In September, I had an opportunity to travel to Cuba with Witness for Peace as part of a delegation focused on “Faith, Politics, Economics, and Changing U.S.-Cuban Relations.” There I witnessed many things. I saw a fantastic healthcare system and an educational system that provided for everyone. I met with some amazing people of faith who had remained steadfast even while religion was outlawed, church property was seized, and Christians were not allowed to be in any sort of profession with influence (especially influence over children). I also visited local churches which are doing great work in their community by filling in gaps that government services are unable to provide (especially for an aging population, many of whose families left the country years ago, and who are now alone and in need of social support).
I also saw people with a great love for Fidel. We met with a group of older women from Ebenezer Baptist Church who could speak of how much their lives improved because of the Revolution. Everywhere we went ,people spoke of El Comandante with respect and admiration. However, after Fidel’s death this week, I also saw the celebration of Cuban-Americans rejoicing in the death of the powerful dictator; people rejoicing in the streets that the leader who had violated human rights and forced so many to flee their own country was finally gone.
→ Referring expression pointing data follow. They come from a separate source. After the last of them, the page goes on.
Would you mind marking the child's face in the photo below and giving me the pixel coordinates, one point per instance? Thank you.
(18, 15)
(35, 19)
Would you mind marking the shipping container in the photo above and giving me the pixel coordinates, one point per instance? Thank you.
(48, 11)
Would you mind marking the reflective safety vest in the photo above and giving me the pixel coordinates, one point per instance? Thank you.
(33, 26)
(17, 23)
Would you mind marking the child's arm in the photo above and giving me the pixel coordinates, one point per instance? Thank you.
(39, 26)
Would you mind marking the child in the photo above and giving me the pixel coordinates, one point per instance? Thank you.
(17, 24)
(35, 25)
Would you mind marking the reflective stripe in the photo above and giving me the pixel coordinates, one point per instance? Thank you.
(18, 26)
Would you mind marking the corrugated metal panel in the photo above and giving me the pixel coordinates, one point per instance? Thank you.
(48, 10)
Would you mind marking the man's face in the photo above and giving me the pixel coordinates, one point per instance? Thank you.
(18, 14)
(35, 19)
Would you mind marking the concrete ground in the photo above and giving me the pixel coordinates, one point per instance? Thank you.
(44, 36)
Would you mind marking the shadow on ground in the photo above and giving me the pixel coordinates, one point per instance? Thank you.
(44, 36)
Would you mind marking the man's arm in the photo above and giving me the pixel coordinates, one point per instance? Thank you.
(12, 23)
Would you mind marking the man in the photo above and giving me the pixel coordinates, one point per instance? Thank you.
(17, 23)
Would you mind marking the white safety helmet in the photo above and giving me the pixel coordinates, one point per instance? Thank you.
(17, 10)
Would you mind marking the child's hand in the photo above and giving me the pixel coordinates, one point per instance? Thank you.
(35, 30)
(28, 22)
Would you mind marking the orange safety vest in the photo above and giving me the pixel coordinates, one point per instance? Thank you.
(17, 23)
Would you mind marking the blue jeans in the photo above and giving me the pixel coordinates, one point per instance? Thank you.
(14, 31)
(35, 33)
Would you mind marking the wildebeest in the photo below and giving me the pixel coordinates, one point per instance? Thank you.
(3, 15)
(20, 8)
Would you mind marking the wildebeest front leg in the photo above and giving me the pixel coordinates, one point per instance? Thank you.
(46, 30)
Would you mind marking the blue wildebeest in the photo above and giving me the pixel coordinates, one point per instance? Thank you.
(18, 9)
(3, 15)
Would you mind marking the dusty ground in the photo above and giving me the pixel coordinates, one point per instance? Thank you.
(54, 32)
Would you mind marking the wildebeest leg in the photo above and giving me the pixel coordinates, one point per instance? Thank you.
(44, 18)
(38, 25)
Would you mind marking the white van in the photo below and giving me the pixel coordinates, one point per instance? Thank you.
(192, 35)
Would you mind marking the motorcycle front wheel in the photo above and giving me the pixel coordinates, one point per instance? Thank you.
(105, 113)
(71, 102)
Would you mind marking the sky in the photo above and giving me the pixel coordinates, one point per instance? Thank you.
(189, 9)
To me, speaking as an outsider, this is one example of the contradictions of Cuban society. While all countries have contradictions, Cuba is very particular in its dichotomies. For example, a Cuban can get a fantastic education for free and become a doctor, but then garner more income as a taxi cab driver, so they leave their chosen profession. Castro was loved by some and hated by many. However, I do hope his death can be an opportunity for freedom and democracy to emerge on the island.
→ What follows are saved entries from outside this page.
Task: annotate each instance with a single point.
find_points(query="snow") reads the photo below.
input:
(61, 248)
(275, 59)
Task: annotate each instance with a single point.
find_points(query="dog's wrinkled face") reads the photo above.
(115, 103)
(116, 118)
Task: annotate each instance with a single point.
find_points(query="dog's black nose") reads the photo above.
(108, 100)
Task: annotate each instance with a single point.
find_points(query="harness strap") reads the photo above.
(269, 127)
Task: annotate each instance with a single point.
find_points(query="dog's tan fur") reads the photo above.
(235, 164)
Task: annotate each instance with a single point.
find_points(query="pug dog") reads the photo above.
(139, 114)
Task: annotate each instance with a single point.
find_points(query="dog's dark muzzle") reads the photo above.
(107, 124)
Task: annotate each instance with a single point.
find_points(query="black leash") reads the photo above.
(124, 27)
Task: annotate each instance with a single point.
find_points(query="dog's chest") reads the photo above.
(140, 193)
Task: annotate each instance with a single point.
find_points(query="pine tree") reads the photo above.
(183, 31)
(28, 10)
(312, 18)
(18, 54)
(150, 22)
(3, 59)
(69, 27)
President Obama has taken some large strides to normalize relations between Cuba and the United States; however, only Congress can lift the embargo (or blockade, as Cubans call it). The embargo is wrong for many reasons. First, it is immoral because it causes innocent people to suffer in both countries. In Cuba, millions of people are denied access to food, pharmaceuticals, and other critical goods. U.S. citizens are denied access to cutting-edge medicines produced in Cuba. Furthermore, the embargo is unnecessary because Cuba is no longer a threat to the international community. It is hypocritical because we have opened or expanded economic relations with countries that are much more hostile toward the U.S. and/or more aggressive to their own citizens than Cuba is. And, finally, public opinion polls show that the embargo continues to be unpopular among Americans and other nations.
I hope that the next administration will realize that improving relations between the United States and Cuba only improves the quality of life for both Cubans and Americans. Moreover, it improves the life of the church. Many churches have begun to reinvest in mission efforts as restrictions have slowly been lifted, meaning that Cuba offers a huge opportunity for the mission field to improve the vitality and diversity of the church. For me, an outsider who has had the opportunity to travel twice to Cuba with the church, my desire is that Fidel’s death may serve as a reminder for everyone to pray for freedom, including religious freedom, for the long-oppressed Cuban people.